AI is a garden

AI Isn't Technology. It's a Garden.

by Nick Dazé

AI doesn’t behave like any other thing I’ve thought of as “technology” before. It behaves like something alive.

If you expect predictable results, you’ll be disappointed. (”Of course we expect predictable results!” scream enterprise IT departments.)

AI pushes back, surprises us, and, if we’re open to it, teaches us things we didn’t expect to learn.

Gardens are like this. They need tending—watering, pruning, observing. They live or die by their inputs.

You Get Out What You Put In

I tried to grow strawberries in sandy soil once. The leaves looked fine. The fruit was deep red. But they tasted like nothing.

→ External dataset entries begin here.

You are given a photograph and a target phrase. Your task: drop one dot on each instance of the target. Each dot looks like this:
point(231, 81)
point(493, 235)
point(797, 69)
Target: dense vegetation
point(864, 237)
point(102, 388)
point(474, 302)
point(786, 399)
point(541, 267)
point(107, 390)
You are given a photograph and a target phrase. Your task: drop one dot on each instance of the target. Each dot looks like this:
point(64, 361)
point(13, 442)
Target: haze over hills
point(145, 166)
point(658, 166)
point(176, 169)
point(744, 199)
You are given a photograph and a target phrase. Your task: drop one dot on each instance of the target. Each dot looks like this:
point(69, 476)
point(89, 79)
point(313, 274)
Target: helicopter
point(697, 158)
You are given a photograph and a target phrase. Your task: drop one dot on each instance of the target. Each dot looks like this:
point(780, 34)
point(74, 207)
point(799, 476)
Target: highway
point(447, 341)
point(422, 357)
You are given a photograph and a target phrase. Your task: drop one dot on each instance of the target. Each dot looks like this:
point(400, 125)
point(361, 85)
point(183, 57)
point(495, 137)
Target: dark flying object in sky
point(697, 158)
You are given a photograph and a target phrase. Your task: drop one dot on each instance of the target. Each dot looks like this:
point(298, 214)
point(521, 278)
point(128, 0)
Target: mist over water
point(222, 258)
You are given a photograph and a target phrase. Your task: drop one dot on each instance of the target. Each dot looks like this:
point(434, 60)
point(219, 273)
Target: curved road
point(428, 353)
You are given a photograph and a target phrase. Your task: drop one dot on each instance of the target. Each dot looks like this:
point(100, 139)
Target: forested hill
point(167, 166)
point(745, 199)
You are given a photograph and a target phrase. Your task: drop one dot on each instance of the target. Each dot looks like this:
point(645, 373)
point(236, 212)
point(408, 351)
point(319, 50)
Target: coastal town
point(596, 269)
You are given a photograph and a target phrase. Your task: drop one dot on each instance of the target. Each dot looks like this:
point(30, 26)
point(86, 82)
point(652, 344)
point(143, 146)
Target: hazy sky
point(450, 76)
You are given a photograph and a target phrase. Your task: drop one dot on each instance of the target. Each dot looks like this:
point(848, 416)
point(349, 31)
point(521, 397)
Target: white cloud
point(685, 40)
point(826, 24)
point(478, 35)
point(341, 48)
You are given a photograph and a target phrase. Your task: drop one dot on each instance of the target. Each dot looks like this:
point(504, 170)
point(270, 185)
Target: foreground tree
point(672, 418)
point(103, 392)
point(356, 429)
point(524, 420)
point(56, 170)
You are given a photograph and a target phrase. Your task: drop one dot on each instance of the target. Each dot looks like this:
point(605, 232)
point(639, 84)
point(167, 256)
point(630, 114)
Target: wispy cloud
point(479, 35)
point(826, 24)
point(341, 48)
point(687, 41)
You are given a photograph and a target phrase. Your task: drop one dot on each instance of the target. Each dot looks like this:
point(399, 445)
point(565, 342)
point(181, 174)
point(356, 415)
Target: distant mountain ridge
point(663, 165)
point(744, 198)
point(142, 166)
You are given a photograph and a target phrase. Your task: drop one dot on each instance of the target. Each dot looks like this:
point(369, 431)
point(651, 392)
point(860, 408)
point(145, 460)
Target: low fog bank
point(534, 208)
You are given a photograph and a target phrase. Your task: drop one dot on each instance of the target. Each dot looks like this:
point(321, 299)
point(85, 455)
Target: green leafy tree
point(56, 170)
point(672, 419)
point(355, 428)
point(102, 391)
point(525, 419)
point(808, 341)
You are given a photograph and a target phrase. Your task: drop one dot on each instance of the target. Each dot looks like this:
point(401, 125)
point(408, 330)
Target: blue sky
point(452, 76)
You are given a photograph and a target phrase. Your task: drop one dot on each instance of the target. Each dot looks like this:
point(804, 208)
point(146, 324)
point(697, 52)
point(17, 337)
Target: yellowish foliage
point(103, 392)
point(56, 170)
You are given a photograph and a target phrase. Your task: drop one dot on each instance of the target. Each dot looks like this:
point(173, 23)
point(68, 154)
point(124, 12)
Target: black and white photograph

I started collecting kitchen scraps in a bowl in my kitchen. Every day, there’s a new pile of spare atoms—carrot tops, a couple of egg shells, coffee grounds wrapped in paper. Instead of discarding them in the green bin, I compost them. And when I add them to my strawberry patch, the flavor is unbelievable.

I’ve got a folder on my desktop called CONTEXT. In it is a growing list of text files, full of relevant information about the projects I’m working on in simple, unformatted text. Any time I need to improve my AI workflow, I have lots of spare bits to throw into the conversation, and the outputs are unbelievable.

Each Season is Different. Each Session is Different.

Gardens humble their creators. Plants sometimes don’t grow where you want them, and do grow where you don’t.

Every gardener knows that the strongest tomatoes are the ones you didn’t plant. They’re the ones that spring up from your compost. You don’t even know what type they’ll be until they fruit.

AI does the same, showing you new approaches to problems you thought you understood. If you walk into an AI workflow expecting the same results every time, you’ll be as disappointed as if you expected identical outcomes each growing season.

AI’s best outputs often emerge from prompts that might drift from your original intent. Stop trying to make AI into predictable software. Start tending it like the living system it is.